The episode concludes with the hosts reflecting on the weighty discussions surrounding AI's future. They underscore the importance of balancing innovation with safety and the need for collective efforts to navigate the transformative landscape that AI presents.
Notable Quotes:
Dario Amodei [05:35]: "Claude 3.7 is better in general, including at coding, and offers an extended thinking mode for more complex tasks."
Dario Amodei [13:00]: "It's not that there aren't present dangers... I'm more worried about the dangers that we're going to see as models become more powerful."
Dario Amodei [21:23]: "I think the autocratic countries don't get ahead from a military perspective... We shouldn't be naive."
Dario Amodei [24:33]: "If the US stays ahead by a couple of years, we can use that time to make AI safer."
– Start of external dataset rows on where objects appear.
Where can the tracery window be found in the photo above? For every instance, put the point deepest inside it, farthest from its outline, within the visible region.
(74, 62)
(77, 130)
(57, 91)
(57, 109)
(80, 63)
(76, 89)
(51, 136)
Dario Amodei [35:01]: "Addressing the risks while maximizing the benefits requires nuance."
Dario Amodei [52:19]: "AI is moving fast, especially in coding. We might see replacement at lower levels within 18 to 24 months."
Dario Amodei [44:37]: "AI is already accelerating biomedicine and improving medical diagnoses."
Advancements in AI Models: Claude 3.7 Sonnet represents a significant step towards more practical, real-world applications of AI, enhancing capabilities in areas like coding and complex task management.
AI Safety Concerns: As AI systems become more powerful, the potential risks—especially those related to autonomous misuse—grow, necessitating robust safety protocols and proactive risk assessments.
Global AI Competition: The race between leading AI nations, particularly the US and China, has profound implications for national security and global stability, urging the need for strategic policy interventions.
Public Discourse and Polarization: The politicization of AI safety debates hampers effective risk management, highlighting the need for balanced, non-partisan discussions on AI's future.
Societal Impact and Career Shifts: AI's rapid evolution is reshaping job markets, especially in technology sectors, prompting individuals to adapt through upskilling and staying informed.
Positive AI Applications: Despite the challenges, AI is driving significant advancements in fields like medicine and productivity, demonstrating its potential to effectuate positive change when harnessed responsibly.
This summary aims to encapsulate the essence of the Hard Fork episode featuring Dario Amodei, providing a comprehensive overview for those who have not listened to the podcast.